Well here's a little tip: DON'T!

Over the past few years I have noticed that Pentecost aside, many of the Christians I get to meet seem to live their lives by reclining in a Christian hammock supported by the twin pillars of Christmas and Easter. What happens between the two of them is pretty much a doze in which people are shaken awake by Lent and Advent but otherwise they exist in some 'mark time' somnambulistic, zombie-like state and this is, if you don't mind me saying so, where many of the problems with Church and growing it are to be found.


In my book Easter Day is the most important day in the Church's calendar. This is the day when the only power that sin has (death) is broken and so with the resurrection sin loses any power it might have had over us. It is the day when full and engaged reconciliation with God is made not only real but ours! 
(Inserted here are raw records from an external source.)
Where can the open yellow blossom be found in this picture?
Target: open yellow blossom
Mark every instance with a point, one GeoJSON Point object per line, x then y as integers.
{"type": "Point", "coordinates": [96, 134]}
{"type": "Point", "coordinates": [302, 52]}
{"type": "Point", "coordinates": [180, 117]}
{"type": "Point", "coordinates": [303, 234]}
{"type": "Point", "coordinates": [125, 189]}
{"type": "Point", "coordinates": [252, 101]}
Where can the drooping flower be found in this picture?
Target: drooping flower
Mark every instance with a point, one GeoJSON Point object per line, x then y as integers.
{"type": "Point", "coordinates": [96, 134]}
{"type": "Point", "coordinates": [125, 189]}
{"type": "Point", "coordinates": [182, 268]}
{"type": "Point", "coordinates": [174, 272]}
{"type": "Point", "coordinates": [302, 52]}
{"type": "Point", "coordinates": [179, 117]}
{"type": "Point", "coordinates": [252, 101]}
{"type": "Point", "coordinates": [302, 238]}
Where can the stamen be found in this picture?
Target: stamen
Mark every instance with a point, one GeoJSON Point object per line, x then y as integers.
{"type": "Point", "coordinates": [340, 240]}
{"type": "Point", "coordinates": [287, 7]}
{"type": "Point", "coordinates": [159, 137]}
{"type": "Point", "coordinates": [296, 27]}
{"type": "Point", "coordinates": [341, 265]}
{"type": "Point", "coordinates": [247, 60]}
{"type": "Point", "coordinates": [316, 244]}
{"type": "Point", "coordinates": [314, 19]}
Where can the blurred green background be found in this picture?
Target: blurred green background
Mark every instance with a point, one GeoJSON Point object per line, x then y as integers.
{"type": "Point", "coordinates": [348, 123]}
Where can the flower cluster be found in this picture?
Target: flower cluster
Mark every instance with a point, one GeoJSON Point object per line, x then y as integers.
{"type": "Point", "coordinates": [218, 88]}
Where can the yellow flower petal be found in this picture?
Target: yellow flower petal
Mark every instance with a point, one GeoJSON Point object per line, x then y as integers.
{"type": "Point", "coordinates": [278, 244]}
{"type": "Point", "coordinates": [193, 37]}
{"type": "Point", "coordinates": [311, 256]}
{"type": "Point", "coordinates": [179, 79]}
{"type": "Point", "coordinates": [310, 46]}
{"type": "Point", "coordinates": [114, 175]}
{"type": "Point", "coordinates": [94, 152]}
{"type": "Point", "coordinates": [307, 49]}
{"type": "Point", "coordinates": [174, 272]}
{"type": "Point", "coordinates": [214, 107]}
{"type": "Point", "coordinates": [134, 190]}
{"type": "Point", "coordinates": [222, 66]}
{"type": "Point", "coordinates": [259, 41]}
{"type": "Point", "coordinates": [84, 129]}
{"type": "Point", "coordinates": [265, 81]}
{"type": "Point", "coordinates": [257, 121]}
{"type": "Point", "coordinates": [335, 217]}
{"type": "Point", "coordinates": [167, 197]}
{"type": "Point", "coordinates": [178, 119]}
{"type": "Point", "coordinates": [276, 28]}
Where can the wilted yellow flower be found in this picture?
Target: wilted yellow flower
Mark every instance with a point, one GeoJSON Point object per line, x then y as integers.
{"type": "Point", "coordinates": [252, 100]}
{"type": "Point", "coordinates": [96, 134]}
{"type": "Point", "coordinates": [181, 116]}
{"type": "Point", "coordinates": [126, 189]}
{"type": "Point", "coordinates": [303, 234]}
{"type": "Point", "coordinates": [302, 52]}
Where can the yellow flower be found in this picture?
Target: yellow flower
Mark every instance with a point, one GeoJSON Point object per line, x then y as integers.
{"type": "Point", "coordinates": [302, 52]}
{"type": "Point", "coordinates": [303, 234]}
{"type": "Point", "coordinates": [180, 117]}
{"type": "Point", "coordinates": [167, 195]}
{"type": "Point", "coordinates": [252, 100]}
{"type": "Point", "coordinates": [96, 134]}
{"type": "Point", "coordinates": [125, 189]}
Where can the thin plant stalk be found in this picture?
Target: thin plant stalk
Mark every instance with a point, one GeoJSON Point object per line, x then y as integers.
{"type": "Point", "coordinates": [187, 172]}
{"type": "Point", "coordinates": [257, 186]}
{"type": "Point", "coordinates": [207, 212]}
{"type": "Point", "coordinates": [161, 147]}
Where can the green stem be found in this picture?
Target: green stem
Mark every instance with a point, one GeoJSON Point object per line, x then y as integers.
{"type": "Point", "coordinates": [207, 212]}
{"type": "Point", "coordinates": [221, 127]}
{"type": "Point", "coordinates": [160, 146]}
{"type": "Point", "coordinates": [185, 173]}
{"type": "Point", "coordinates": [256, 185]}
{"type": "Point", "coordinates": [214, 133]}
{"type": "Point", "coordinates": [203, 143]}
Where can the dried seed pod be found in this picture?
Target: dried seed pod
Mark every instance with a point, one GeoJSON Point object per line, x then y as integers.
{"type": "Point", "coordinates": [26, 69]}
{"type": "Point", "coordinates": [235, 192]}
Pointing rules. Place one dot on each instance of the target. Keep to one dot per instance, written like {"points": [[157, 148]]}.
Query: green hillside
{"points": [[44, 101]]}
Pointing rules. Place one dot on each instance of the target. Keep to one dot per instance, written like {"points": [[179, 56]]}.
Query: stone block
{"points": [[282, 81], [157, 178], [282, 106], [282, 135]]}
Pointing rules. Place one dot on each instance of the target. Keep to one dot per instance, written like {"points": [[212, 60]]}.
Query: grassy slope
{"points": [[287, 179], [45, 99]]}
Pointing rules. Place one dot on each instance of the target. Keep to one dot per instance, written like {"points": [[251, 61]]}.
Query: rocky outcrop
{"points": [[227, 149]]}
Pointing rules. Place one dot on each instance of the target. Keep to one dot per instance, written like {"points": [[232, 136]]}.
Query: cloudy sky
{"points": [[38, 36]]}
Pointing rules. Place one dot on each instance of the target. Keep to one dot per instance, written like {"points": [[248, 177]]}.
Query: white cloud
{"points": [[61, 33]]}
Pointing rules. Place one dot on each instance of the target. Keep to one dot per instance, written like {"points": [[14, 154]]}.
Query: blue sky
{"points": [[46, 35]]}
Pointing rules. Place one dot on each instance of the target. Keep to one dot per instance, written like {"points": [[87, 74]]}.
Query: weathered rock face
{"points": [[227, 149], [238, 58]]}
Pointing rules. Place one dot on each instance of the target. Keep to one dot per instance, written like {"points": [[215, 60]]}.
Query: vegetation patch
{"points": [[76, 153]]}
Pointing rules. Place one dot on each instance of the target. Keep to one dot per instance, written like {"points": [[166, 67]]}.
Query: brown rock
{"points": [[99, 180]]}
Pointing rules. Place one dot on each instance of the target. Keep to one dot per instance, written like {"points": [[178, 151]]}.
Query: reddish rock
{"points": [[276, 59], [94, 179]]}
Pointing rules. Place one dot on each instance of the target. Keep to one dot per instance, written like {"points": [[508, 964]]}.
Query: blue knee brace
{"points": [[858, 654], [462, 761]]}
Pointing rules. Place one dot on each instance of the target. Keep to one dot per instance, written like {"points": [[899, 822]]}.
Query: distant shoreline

Christmas is a joyful day because it marks the start of the journey to the cross but Easter is the day upon which the whole of our Christian year pivots and this, I think, is where, for many, the problems begin. For it appears that there are many who regard the remainder of the year as looking away from Easter and towards Christmas and once that's done they look back towards towards Easter again.


It's a bit like our little skateboarder below. The peaks are Christmas and Easter and after those two events it all goes down hill until things are at their lowest and then it's all uphill as the other Feast is approached and then down and agin and so on until we all die of boredom!


And there's more besides - Let's keep on going a step further shall we?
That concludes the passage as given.